O governo afegão anunciou, esta terça-feira, a libertação de três comandantes taliban, um dos quais líder de uma das mais mortíferas fações do grupo, numa troca com dois professores universitários, um americano e a um australiano, reféns do grupo há mais de três anos.
Espera-se que a troca de prisioneiros contribua para o retomar das negociações de paz diretas, entre o grupo islamita e o Executivo norte-americano, oficialmente terminadas por Donald Trump em setembro.
A libertação dos comandantes taliban havia sido anunciada a 12 de novembro, pelo Presidente afegão, após ter sido obtido o aval dos Estados Unidos.
Ashraf Ghani revelou na altura que um dos comandantes a libertar seria Anas Haqqani, detido em 2014.
Anas é o irmão mais novo do vice-líder do grupo islamita e chefe da rede Haqqani, uma fação dos taliban baseada no Paquistão, responsável pelos atentados mais violentos dos últimos anos contra civis, em solo afegão.

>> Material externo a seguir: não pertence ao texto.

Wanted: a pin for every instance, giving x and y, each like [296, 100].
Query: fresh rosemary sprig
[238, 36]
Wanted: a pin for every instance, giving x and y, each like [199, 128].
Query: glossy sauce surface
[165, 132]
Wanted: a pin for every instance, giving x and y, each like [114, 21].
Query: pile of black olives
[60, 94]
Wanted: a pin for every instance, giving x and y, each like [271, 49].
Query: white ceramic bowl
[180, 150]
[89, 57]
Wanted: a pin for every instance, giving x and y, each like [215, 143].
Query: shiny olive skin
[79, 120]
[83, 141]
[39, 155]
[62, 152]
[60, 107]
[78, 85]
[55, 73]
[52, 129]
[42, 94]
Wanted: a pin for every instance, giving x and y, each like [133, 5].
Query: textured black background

A troca de prisioneiros foi adiada de repente, com os taliban a mudar a localização dos reféns. Só esta terça-feira ficou confirmada.
No Qatar
Três fontes taliban que acompanharam a troca afirmaram à Agência Reuters que os três comandantes do grupo saíram de manhã da prisão afegã onde se encontravam, sendo encaminhados para a capital do Qatar.
"Pouco depois da sua libertação, voaram para Doha e foram entregues à sede política" do grupo, revelou um líder taliban no Afeganistão, sob anonimato por não estar autorizado a falar da troca.
Michael Semple, professor do Instituto para a Paz Global, Segurança e Justiça da Universidade de Belfast, Irlanda, disse que os três comandantes libertados podem ser considerados membros da "elite" taliban.
"Sabemos que os taliban estavam extremamente ansiosos por libertar a sua família", sublinhou à televisão do Qatar, al Jazeera. "E sabemos que o destino dos reféns tem sido uma preocupação da Admistração norte-americana e das suas famílias", acrescentou.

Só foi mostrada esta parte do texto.